ACR Open Rheumatology (Aug 2024)

Classifying Individuals With Rheumatic Conditions as Financially Insecure Using Electronic Health Record Data and Natural Language Processing: Algorithm Derivation and Validation

  • Mia T. Chandler,
  • Tianrun Cai,
  • Leah Santacroce,
  • Sciaska Ulysse,
  • Katherine P. Liao,
  • Candace H. Feldman

DOI
https://doi.org/10.1002/acr2.11675
Journal volume & issue
Vol. 6, no. 8
pp. 481 – 488

Abstract

Read online

Objective We aimed to examine the feasibility of applying natural language processing (NLP) to unstructured electronic health record (EHR) documents to detect the presence of financial insecurity among patients with rheumatologic disease enrolled in an integrated care management program (iCMP). Methods We incorporated supervised, rule‐based NLP and statistical methods to identify financial insecurity among patients with rheumatic conditions enrolled in an iCMP (n = 20,395) in a multihospital EHR system. We constructed a lexicon for financial insecurity using data from available knowledge sources and then reviewed EHR notes from 538 randomly selected individuals (training cohort n = 366, validation cohort n = 172).

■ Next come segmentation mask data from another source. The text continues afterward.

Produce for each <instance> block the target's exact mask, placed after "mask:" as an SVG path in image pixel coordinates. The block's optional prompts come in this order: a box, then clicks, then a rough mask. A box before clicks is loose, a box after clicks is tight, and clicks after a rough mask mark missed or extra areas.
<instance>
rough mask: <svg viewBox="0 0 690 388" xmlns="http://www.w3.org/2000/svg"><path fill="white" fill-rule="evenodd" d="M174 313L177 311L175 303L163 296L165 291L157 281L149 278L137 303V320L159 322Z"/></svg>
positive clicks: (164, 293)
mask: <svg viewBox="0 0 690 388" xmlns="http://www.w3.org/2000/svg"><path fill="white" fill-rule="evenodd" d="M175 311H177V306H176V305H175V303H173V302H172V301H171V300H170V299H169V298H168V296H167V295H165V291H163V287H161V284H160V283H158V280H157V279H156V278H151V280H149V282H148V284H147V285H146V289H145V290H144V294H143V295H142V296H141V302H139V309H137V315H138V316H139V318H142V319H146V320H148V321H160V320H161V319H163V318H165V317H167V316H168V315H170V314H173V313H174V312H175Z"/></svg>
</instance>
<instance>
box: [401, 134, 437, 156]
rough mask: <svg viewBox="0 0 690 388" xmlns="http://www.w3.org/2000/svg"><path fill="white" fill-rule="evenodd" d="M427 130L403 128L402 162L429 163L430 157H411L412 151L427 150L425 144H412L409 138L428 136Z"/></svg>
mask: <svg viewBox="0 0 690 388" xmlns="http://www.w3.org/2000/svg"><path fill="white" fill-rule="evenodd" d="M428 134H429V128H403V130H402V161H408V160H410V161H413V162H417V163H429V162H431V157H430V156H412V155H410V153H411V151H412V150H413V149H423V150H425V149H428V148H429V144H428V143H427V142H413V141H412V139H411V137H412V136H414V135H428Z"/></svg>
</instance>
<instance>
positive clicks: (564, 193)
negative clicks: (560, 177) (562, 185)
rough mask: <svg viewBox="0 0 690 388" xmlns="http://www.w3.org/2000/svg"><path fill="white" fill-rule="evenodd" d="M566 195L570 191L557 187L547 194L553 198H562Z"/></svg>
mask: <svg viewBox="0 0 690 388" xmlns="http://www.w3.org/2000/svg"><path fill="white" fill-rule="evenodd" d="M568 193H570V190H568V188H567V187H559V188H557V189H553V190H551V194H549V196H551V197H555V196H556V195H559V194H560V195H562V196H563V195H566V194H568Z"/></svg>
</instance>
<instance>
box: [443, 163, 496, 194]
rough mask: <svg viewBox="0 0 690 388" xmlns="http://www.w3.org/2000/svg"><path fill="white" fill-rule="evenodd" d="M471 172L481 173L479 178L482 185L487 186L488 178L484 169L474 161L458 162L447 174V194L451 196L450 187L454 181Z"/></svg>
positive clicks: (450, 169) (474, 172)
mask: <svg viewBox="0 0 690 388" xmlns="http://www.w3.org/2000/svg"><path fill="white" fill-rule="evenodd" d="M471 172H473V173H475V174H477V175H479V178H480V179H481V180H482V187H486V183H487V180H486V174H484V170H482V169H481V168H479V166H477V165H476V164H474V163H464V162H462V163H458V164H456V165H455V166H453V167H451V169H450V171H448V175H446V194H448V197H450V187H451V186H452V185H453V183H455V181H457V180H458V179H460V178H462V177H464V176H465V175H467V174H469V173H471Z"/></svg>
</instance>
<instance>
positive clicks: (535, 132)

We manually categorized records as having “definite,” “possible,” or “no” mention of financial insecurity. All available notes were processed using Narrative Information Linear Extraction, a rule‐based version of NLP. Models were trained using the NLP features for financial insecurity using logistic, least absolute shrinkage operator (LASSO), and random forest performance characteristic and were compared with the reference standard. Results A total of 245,142 notes were processed from 538 individual patient records. Financial insecurity was present among 100 (27%) individuals in the training cohort and 63 (37%) in the validation cohort. The LASSO and random forest models performed identically and slightly better than logistic regression, with positive predictive values of 0.90, sensitivities of 0.29, and specificities of 0.98. Conclusion The development of a context‐driven lexicon used with rule‐based NLP to extract data that identify financial insecurity is feasible for use and improved the capture for presence of financial insecurity with high accuracy. In the absence of a standard lexicon and construct definition for financial insecurity status, additional studies are needed to optimize the sensitivity of algorithms to categorize financial insecurity with construct validity.